Si les mêmes moyens, comme pour leurs homologues de l’hexagone, celui de pouvoir, notamment, actionner le CNC, avaient existé depuis le début pour les réalisateurs des Outre-mer, la production aurait pu être plus importante. Le réalisateur considère que la faute est partagée sur ce point.

La présidence du FIFAC 2021

Si Greg Germain n’est pas un spécialiste du documentaire, il revendique d’être un spécialiste du cinéma tout court :
Il n’y a pas de cloison étanche entre le spectacle vivant que je pratique beaucoup. Je dirige un théâtre à Avignon pour recevoir les compagnies d’Outre-mer. Parce que c’est anormal que des compagnies de chez nous ne puissent pas s’exprimer dans leur pays qui est aussi l’hexagone. Je considère que le France est un archipel où tous les français doivent pouvoir s’exprimer culturellement là où ils le veulent notamment dans la France continentale, par exemple.

Et qu’est-ce qu’un documentaire sinon un document filmé avec des intentions audiovisuelles, une histoire qui se raconte…

Le FIFAC est une source d’apprentissage. Dans le programme, il y a de vraies histoires, de vrais imaginaires, de vraies identités, singulières, multiples qui se développent ... que le metteur en scène a beaucoup de joie à découvrir. L’essentiel est que cela soit servi par un propos.

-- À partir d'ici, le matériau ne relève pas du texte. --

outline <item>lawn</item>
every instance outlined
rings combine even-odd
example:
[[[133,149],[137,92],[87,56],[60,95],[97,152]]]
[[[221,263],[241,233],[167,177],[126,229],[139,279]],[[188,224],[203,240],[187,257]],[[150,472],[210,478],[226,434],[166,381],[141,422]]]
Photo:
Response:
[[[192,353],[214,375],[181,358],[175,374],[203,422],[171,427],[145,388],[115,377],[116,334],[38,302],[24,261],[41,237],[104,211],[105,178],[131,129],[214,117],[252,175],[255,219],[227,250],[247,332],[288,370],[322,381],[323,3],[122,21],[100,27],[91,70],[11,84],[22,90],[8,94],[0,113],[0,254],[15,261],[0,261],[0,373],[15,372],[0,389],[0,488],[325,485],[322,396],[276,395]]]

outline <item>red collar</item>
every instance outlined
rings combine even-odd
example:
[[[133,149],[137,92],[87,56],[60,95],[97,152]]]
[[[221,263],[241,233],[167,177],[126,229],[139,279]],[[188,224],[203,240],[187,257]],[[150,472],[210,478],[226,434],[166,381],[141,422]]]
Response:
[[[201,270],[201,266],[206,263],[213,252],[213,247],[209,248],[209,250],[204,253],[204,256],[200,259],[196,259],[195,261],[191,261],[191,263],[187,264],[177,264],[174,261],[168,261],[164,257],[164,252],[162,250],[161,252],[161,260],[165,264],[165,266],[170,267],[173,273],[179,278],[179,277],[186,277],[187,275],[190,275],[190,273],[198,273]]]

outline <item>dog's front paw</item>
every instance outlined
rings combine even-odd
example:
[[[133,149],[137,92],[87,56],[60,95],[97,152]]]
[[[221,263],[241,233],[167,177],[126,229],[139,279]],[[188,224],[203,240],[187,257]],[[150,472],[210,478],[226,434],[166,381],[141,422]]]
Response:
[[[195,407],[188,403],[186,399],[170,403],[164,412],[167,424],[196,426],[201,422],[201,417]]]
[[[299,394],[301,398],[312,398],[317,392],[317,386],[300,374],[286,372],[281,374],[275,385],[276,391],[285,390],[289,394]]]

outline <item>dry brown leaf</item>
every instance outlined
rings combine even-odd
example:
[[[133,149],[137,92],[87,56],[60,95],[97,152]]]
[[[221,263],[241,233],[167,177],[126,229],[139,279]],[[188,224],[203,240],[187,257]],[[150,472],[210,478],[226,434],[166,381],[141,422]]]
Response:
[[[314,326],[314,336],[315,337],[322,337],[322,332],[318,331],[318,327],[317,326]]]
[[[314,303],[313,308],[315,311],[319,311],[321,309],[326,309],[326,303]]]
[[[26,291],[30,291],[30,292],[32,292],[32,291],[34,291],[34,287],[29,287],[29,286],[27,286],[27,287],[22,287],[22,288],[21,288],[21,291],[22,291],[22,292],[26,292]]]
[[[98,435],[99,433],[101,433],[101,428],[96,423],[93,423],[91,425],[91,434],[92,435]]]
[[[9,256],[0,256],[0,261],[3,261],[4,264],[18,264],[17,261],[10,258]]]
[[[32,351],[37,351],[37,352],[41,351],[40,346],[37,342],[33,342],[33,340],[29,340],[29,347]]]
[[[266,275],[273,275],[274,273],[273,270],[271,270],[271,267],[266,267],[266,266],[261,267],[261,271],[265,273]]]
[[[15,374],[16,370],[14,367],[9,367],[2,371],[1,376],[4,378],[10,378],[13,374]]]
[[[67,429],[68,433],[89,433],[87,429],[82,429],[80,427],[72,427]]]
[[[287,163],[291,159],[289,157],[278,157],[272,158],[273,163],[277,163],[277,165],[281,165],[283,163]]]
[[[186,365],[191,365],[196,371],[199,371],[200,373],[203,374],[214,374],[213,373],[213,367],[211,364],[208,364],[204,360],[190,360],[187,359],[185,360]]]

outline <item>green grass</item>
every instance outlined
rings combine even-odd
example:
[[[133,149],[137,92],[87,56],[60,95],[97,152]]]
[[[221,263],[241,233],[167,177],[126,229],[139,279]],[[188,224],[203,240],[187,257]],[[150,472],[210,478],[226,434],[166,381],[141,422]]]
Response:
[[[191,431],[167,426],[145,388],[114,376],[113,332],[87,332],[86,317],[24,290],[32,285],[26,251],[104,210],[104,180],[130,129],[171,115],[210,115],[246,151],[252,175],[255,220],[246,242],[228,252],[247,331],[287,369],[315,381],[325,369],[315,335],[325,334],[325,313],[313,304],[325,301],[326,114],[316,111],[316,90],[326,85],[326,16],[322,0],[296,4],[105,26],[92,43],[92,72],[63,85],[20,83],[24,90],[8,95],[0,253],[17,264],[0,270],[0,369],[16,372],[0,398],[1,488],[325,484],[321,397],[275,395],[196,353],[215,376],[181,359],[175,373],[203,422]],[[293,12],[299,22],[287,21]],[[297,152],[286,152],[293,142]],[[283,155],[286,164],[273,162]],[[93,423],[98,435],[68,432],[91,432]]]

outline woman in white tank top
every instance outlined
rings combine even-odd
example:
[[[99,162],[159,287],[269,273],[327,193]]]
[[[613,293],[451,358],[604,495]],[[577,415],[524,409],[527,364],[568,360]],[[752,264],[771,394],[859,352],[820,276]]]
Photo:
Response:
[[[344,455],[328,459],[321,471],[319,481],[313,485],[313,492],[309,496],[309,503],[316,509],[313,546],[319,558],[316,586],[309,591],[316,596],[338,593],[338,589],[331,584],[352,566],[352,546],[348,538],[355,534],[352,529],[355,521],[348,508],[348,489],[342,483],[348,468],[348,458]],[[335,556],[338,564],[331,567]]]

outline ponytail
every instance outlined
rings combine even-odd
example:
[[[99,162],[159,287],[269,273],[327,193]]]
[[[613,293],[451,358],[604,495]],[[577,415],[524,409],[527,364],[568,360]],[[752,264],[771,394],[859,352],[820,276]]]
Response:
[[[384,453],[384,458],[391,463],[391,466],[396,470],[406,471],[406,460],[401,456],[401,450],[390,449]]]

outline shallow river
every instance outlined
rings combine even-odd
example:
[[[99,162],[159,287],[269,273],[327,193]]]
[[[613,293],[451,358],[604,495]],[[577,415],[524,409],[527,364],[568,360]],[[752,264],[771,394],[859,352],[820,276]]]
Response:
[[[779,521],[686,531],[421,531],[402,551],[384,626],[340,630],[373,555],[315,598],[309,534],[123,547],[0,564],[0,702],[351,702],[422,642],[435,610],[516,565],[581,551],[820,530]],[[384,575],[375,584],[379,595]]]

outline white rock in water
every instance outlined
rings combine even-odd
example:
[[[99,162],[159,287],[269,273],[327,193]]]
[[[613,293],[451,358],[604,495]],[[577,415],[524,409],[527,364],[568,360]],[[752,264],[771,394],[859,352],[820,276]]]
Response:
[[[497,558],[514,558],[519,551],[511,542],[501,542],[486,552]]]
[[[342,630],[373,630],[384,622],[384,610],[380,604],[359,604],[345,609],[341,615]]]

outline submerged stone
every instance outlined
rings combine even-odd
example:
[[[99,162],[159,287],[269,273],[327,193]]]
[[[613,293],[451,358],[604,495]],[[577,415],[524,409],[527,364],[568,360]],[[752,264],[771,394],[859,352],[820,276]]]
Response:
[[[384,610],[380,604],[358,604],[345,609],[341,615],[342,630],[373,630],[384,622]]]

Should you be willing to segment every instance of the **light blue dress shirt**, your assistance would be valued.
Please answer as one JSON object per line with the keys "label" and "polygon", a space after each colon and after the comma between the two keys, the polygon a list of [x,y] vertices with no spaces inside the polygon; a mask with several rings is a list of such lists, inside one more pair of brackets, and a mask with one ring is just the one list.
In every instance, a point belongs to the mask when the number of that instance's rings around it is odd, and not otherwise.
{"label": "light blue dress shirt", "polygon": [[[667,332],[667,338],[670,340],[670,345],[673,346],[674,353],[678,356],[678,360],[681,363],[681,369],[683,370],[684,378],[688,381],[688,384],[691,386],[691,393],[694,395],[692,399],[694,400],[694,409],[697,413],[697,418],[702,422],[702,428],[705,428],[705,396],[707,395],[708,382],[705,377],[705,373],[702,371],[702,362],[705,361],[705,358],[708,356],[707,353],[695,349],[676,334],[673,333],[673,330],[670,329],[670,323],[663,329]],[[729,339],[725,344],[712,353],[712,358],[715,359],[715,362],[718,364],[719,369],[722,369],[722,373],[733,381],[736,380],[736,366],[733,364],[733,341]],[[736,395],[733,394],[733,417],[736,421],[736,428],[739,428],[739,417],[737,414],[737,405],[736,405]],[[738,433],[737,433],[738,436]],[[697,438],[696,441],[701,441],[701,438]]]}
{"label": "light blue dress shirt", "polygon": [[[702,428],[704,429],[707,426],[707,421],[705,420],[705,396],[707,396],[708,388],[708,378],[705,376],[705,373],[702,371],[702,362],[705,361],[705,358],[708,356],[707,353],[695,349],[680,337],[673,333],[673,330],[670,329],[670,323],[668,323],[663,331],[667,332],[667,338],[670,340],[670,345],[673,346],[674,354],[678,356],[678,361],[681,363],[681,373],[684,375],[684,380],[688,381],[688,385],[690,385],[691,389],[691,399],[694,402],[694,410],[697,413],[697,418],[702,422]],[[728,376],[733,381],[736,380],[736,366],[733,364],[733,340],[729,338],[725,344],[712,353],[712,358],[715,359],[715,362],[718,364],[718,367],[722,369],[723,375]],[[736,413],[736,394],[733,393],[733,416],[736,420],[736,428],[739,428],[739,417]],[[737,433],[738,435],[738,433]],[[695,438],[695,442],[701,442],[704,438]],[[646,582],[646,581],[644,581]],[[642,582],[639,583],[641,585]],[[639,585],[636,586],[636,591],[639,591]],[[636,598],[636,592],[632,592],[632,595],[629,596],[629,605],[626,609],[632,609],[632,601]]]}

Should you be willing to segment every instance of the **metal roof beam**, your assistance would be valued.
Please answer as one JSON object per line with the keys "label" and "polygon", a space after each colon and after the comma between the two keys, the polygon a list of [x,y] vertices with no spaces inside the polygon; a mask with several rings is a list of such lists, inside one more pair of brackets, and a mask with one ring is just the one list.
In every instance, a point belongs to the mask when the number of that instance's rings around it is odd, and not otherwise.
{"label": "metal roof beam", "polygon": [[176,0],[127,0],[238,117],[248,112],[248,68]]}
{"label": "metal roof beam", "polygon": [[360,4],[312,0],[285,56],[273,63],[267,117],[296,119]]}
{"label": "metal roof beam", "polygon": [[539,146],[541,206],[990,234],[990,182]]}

Un festival qui doit servir la jeunesse

Je trouve formidable pour les jeunes guyanais d’avoir, adossé au puissant Maroni, un festival qui va leur permettre un jour de faire leurs propres images. Face au tsunami d’images mondialisées qui arrivent maintenant, il n’est pas normal que les jeunes des outre-mer connaissent mieux l’histoire des documentaires tournés aux Etats-Unis, en Angleterre ou en France plutôt que des documentaires où ils verront leur pays, leur forêt avec des imaginaires extraordinaires.

Cela peut constituer un premier pas avant de continuer sur la fiction insiste le président du jury.

Le soutien qu’apporte France télévisions avec l’organisation du FIFAC est à saluer car cela ne peut être qu’un plus pour la découverte de la Guyane.

Il faut « sédimenter » ajoute Greg Germain. Il y a eu le festival Cinamazonia en son temps, il faut qu’il y ait d’autres festivals pour continuer à faire du cinéma en Amazonie, Caraïbes et sous toutes les formes, documentaires, web doc, films. Il faut montrer comment la culture est essentielle à notre vie car c’est une façon, pour nous gens d’outre-mer de résister.

Greg Germain un acteur réalisateur engagé

Il s'est fait connaître dès les années 70 dans l'hexagone avec son rôle culte dans la série télévisée "Médecins de nuit", le guadeloupéen Greg Germain est une figure du cinéma français et un étendard pour le cinéma des Outre-mer. L'acteur est la voix française de Will Smith, icone du cinéma américain.
Il mène une action volontariste pour la reconnaissance de la culture de la grande région amazonie-caraïbe et accueille dans son théâtre à Avignon, les troupes des Outre-mer.